2. Privacy Exception
It’s not considered information blocking if it is reasonable and necessary to withhold information to protect a patient’s or individual’s privacy. For the Privacy Exception to be satisfied, at least one of the following four sub-exceptions must be met:
- A precondition, such as patient consent or authorization, is not satisfied
- Health IT developer isn’t covered by HIPAA Privacy Rule
- Denial is consistent with HIPAA Privacy Rule for a covered entity or business associate
- Respecting an individual’s request not to share information
3. Security Exception
It’s not considered information blocking if an actor interferes with the disclosure of EHI to protect the security of that information. For this exception to apply, the practice must be directly related to safeguarding the confidentiality of EHI and implemented in a consistent manner.
4. Infeasibility Exception
The Infeasibility Exception states that if an actor does not fulfill a request because certain uncontrollable factors make doing so impossible, such as natural disasters, it is not considered information blocking.
5. Health IT Performance Exception
It’s not considered information blocking to make health IT unavailable to benefit its overall performance. For this exception to apply, the practice must perform maintenance swiftly and in a non-discriminatory fashion.
6. Licensing Exception
It is not considered information blocking if an actor licenses interoperability elements for accessing EHI. Interoperability elements allow for two or more systems to exchange health information and use it upon reception. For this exception to apply, the actor must successfully negotiate a series of license conditions, including:
- Scope of rights
- Reasonable royalty
- Non-discriminatory terms
- Collateral terms
- Non-disclosure agreement
7. Fees Exception
The fees exception states that it is not information blocking for an actor to charge fees to access or exchange EHI. Fees must be based on objective, verifiable criteria and applied uniformly.

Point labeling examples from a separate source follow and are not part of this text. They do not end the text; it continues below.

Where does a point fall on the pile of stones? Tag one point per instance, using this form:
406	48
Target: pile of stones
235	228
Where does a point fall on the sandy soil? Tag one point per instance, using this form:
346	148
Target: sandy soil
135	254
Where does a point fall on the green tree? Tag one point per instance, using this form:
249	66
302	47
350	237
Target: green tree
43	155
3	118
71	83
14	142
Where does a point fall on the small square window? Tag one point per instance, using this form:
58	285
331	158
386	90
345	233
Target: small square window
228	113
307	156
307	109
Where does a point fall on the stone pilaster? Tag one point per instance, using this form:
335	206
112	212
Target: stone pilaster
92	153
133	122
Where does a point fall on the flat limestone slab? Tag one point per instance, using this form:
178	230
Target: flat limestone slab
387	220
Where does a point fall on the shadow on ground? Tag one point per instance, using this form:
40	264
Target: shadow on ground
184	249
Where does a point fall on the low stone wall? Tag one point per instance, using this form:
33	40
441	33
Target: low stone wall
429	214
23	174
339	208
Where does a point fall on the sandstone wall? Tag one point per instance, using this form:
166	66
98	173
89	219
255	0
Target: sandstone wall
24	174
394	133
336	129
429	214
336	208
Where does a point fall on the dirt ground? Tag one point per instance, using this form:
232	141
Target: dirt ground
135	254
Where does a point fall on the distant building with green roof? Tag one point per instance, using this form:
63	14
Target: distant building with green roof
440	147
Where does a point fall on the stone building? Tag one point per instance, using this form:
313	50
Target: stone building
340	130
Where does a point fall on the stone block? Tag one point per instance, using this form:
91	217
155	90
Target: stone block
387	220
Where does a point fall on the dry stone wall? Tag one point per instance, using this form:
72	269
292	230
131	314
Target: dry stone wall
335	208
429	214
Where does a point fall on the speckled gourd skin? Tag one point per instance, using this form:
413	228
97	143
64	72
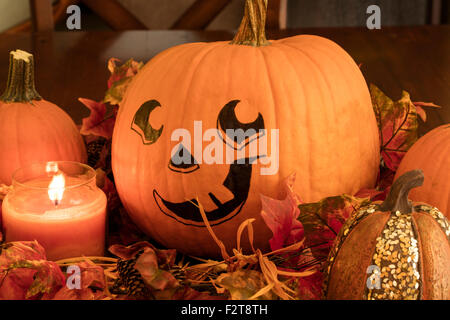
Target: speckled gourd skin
410	269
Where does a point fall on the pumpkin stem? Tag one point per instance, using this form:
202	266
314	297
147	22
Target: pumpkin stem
397	199
252	29
20	85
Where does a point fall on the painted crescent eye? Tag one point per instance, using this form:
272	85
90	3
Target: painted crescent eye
142	126
238	134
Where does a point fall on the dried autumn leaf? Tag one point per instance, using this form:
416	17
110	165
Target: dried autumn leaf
421	112
308	288
397	123
187	293
243	284
26	274
121	76
92	284
155	277
97	123
322	221
281	217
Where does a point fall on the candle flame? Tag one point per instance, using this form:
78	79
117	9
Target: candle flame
57	185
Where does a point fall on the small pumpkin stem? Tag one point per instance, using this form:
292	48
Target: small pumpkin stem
397	199
252	31
20	85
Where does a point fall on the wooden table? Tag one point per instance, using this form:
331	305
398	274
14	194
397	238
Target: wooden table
74	64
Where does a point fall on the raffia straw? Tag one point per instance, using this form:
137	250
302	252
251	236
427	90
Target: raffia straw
223	250
246	224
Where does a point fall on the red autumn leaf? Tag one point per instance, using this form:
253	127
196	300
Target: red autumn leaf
21	250
398	124
26	274
323	220
92	284
97	123
156	278
187	293
309	287
120	78
281	217
421	112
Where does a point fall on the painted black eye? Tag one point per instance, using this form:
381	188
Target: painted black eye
141	124
237	134
182	161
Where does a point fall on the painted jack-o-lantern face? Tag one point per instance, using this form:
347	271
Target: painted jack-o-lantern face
306	89
239	173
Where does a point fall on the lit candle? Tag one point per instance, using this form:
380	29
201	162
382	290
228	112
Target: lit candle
59	205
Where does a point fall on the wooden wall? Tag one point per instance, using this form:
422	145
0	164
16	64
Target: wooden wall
160	14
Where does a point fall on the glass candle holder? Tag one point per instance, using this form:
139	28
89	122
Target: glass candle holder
59	205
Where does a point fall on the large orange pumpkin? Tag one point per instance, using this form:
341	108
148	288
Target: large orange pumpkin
306	87
395	250
32	129
431	154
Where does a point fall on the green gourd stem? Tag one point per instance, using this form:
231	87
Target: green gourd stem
252	31
20	85
397	199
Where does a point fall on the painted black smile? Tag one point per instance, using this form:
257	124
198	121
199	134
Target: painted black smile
237	181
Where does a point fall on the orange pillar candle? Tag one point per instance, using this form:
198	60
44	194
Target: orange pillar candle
59	205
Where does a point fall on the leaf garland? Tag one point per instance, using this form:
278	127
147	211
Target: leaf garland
302	232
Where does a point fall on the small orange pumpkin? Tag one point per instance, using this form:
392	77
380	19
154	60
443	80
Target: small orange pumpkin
306	87
395	250
431	154
32	129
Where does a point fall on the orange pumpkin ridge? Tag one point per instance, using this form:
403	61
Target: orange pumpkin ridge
431	154
31	128
306	87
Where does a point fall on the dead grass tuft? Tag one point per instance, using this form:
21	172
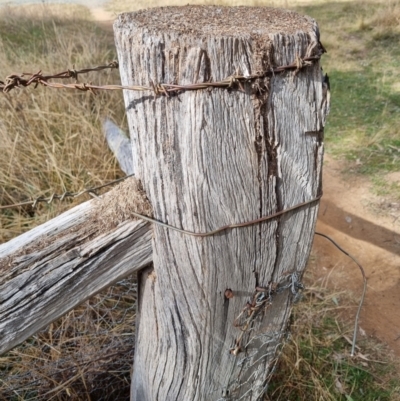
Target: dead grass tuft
52	139
116	205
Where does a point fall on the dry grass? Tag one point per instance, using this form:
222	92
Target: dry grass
316	364
51	139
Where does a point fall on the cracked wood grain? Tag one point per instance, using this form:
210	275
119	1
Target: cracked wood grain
208	158
51	269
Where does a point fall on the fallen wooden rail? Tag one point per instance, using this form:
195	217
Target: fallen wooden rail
51	269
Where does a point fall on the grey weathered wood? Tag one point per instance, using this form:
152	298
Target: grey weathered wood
49	270
209	158
120	145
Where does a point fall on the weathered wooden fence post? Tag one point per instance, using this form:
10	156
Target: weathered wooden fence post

8. Content and Manner Exception
The Content and Manner Exception allows an actor to limit the content of their response or how they fulfill a request. The Content Condition sets what information an actor must provide in response to a request to access, exchange, or use EHI, according to the Cures Act final ruling’s definition. The Manner Condition states that an actor can change a request’s fulfillment if they are technically unable to fulfill it or if they cannot reach agreeable terms with the requestor.